Die wirtschaftliche Entwicklung der Türkei lobt die Chefin der Sabancı Holding genauso wie sie die Rolle der AKP-Regierung unter dem Ministerpräsidenten Recep Tayyip Erdoğan positiv würdigt. „Die Türkei ist volkswirtschaftlich sehr gut positioniert. Nun brauchen wir mikroökonomische Reformen. Meines Erachtens bietet sich der Sommer 2011 hierfür sehr gut an. Und wir haben ein gesundes Bankensystem. Türkische Banken haben einen sehr hohen Eigenkapitalanteil. Dabei sind wir sogar weltweit führend“, sagt Güler Sabancı nicht ohne Stolz. Zur Sabanci-Holding gehört auch die Akbank, eine der größten Banken der Türkei. Sie wird als einzige Bank in der Türkei und in der ganzen Region von einer Frau aus der Familie geleitet, Suzan SabancıDinçer.
Sabancı kommt auf die Rolle zu sprechen, die beide Länder für eine Stabilisierung der europäischen Wirtschaft spielen sollten. “Die türkische und deutsche Wirtschaft sind stabile und solide Inseln in Europa. Wir müssen aber mehr zusammen arbeiten. Der Kollaps Griechenland hätte eine große Ansteckungsgefahr. Europa wünscht sich mehr wirtschaftliche Stabilität.”
Güler Sabanci spricht sich für nachhaltige Lösungen in der Energiepolitik und eine enge deutsch-türkische Zusammenarbeit aus. Allerdings könne die Türkei auf die Atomtechnologie nicht verzichten, ohne ihren wirtschaftlichen Fortschritt zu gefährden. Der Verzicht auf die atomare Stromerzeugung sei für die Türkei, die noch keinen einzigen Atommeiler besitzt, nicht denkbar. Durch den Bau zweier Atomkraftwerke werde die Türkei ihre Energieversorgung sicherstellen.

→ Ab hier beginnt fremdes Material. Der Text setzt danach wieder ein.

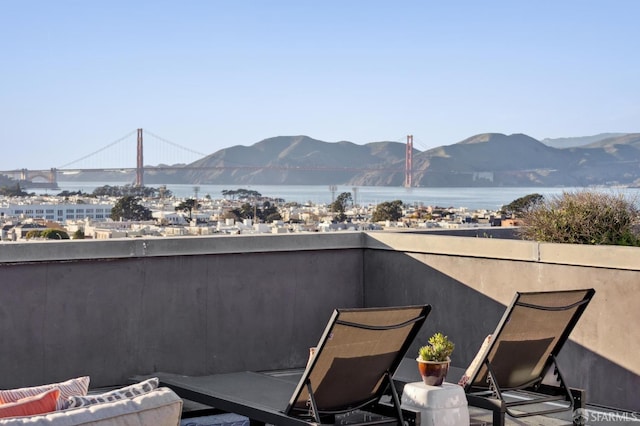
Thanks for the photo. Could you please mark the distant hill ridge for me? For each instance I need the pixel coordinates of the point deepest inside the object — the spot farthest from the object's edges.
(484, 160)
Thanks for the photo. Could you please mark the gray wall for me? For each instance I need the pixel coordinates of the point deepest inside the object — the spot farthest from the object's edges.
(470, 281)
(241, 308)
(202, 305)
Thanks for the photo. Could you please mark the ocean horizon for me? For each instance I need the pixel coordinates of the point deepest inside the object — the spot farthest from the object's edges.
(470, 198)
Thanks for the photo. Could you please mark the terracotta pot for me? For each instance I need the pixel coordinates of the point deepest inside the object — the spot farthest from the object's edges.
(433, 372)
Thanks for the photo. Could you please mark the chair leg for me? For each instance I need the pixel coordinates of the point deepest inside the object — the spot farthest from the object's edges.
(498, 417)
(579, 403)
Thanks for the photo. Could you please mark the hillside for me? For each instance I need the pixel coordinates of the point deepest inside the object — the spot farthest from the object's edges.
(578, 141)
(484, 160)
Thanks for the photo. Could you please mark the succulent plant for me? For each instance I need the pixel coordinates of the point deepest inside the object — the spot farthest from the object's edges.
(438, 349)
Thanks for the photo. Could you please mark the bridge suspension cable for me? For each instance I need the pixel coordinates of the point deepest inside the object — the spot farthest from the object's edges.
(64, 166)
(174, 144)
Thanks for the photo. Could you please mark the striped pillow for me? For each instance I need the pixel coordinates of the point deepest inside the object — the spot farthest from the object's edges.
(141, 388)
(71, 387)
(31, 405)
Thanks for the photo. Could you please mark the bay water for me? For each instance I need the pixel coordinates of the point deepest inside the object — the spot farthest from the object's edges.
(470, 198)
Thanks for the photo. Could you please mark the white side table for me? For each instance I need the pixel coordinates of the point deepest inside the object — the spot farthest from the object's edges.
(444, 405)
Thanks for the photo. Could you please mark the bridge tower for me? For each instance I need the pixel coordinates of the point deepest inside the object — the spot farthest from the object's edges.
(139, 162)
(408, 164)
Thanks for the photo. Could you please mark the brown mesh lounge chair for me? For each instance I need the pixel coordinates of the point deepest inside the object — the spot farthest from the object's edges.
(350, 372)
(521, 351)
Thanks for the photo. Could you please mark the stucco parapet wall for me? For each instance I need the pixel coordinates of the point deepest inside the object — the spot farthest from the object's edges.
(454, 246)
(611, 257)
(38, 251)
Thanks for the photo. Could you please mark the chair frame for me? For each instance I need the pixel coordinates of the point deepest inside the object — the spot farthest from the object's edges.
(494, 398)
(263, 397)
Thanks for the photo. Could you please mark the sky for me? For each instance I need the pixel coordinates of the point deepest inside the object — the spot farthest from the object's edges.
(78, 76)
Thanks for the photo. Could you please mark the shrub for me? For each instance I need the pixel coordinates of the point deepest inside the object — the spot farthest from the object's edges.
(583, 217)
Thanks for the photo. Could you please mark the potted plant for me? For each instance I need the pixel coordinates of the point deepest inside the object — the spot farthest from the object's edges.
(434, 359)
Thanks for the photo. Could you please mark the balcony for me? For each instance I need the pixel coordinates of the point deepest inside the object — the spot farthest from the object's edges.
(205, 305)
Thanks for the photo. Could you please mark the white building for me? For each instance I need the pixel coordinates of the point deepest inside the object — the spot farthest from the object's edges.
(59, 212)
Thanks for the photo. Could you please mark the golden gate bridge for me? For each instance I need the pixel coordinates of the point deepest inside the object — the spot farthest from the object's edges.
(31, 178)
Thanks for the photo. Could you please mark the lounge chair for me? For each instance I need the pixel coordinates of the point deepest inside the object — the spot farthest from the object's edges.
(520, 353)
(349, 375)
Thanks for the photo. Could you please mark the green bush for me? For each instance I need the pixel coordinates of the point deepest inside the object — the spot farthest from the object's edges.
(583, 217)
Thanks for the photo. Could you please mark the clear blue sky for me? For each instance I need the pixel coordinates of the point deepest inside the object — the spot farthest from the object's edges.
(78, 75)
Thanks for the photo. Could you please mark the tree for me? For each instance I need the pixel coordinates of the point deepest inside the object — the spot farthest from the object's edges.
(388, 210)
(521, 205)
(339, 206)
(583, 217)
(188, 206)
(241, 193)
(129, 208)
(55, 234)
(14, 191)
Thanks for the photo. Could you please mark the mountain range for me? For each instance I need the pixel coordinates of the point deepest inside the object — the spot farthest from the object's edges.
(484, 160)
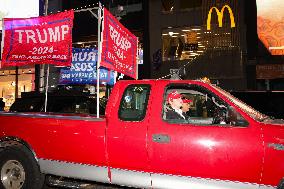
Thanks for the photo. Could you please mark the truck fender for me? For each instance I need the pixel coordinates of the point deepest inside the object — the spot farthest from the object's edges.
(14, 141)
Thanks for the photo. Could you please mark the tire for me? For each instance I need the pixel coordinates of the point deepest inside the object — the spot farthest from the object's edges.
(19, 169)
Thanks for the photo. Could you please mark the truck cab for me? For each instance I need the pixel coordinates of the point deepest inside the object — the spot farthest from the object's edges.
(223, 143)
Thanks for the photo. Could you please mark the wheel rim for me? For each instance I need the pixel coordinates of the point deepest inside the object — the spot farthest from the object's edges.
(13, 175)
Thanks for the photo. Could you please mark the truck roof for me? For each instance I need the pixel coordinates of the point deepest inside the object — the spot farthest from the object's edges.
(162, 81)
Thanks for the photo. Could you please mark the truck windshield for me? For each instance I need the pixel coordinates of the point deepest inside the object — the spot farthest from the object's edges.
(246, 108)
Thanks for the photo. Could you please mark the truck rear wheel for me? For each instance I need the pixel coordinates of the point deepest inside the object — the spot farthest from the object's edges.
(19, 169)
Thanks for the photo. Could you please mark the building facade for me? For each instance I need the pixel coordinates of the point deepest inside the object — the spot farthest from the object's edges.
(209, 37)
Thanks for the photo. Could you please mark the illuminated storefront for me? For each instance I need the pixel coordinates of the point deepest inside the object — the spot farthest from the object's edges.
(208, 34)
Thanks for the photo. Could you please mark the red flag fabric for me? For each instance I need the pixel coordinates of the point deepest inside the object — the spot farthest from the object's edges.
(40, 40)
(119, 47)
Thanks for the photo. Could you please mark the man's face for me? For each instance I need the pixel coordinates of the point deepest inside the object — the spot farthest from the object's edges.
(176, 103)
(185, 107)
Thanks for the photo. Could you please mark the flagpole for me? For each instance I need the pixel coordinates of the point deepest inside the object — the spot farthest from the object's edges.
(47, 74)
(99, 58)
(46, 88)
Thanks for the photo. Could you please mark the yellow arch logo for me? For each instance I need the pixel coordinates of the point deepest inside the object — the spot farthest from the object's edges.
(220, 15)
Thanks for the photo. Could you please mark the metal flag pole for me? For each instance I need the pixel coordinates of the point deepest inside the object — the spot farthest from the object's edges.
(47, 74)
(99, 58)
(46, 88)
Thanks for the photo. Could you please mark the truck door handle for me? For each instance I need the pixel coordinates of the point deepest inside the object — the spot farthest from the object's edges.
(161, 138)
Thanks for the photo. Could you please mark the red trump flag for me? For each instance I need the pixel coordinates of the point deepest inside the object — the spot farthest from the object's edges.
(119, 47)
(40, 40)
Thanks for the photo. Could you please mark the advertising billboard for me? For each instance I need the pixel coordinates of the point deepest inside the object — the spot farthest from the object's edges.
(270, 25)
(18, 9)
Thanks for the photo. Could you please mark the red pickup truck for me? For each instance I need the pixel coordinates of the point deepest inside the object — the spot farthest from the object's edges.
(224, 144)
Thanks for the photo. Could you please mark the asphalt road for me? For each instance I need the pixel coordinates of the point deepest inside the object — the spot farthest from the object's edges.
(91, 186)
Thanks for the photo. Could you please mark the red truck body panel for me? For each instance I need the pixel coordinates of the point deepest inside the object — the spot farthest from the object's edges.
(239, 154)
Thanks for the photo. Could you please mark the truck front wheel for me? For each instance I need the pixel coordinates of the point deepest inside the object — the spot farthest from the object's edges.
(19, 169)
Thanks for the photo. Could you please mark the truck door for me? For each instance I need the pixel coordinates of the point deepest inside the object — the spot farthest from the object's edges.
(127, 137)
(208, 148)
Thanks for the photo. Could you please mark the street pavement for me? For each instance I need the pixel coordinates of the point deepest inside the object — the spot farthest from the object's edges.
(92, 186)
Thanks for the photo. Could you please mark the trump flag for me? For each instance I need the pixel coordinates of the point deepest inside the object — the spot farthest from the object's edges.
(39, 40)
(119, 47)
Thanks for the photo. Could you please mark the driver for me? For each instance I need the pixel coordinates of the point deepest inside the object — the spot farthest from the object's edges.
(175, 101)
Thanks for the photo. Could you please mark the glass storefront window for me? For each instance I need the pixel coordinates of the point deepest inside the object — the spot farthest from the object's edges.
(186, 4)
(168, 6)
(186, 43)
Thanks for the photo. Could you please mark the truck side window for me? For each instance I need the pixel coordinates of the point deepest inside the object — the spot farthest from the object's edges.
(134, 102)
(203, 107)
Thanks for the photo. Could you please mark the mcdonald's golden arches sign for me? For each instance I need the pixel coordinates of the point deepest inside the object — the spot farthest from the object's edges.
(220, 15)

„Der Weg zur EU-Mitgliedschaft ist wichtiger als die Mitgliedschaft selbst“
Im Podiumsgespräch mit Michael Thumann, dem Leiter der ZEIT-Redaktion für den Nahen und Mittleren Osten, äußert sich die Unternehmerin über die unterschiedlichsten Themen. Sie sieht die Türkei im gesellschaftlichen Wandel. „Fortschritt, Kultur, Entwicklung, Handel, Bildung und sogar Konsum macht für mich die Modernisierung aus. Ich beobachte in jeder Stadt eine dynamische Entwicklung. Die Reformen des Gründers der Republik Türkei in den 20ern und die Eröffnung der Türkei zur freien Marktwirtschaft in den 80er Jahren hat unser Land Europa näher gebracht.” Nicht zuletzt hat die Bestrebung der Türkei nach einer Vollmitgliedschaft in der europäischen Union eine neue Dynamik mit sich gebracht. Sabanci: “Doch ich halte den Weg zur EU-Mitgliedschaft für wichtiger als die Mitgliedschaft selbst. Denn wir entwickeln uns dadurch weiter“.
Dass trotz aller Unterschiede das Land zur europäischen Gemeinschaft gehöre, steht für Güler Sabanci außer Zweifel. Für eine Vollmitgliedschaft der Türkei insei keine Revolution, sondern eine Evolution nötig. “Und überhaupt: Die EU wird von einem Mitglied Türkei mehr profitieren als viele in Europa jetzt glauben wollen.” Die EU hätte hierdurch die Möglichkeit, eine globale Macht zu werden. Den jetzigen Stillstand in den Verhandlungen findet Güler Sabanci unerträglich. „Dass man in dieser Sache keine Fortschritte mehr macht, ist für viele Menschen in der Türkei nicht verständlich und ist nicht vermittelbar“
“Chancengleicheit ist überall eine Aufgabe, nicht nur in der Türkei”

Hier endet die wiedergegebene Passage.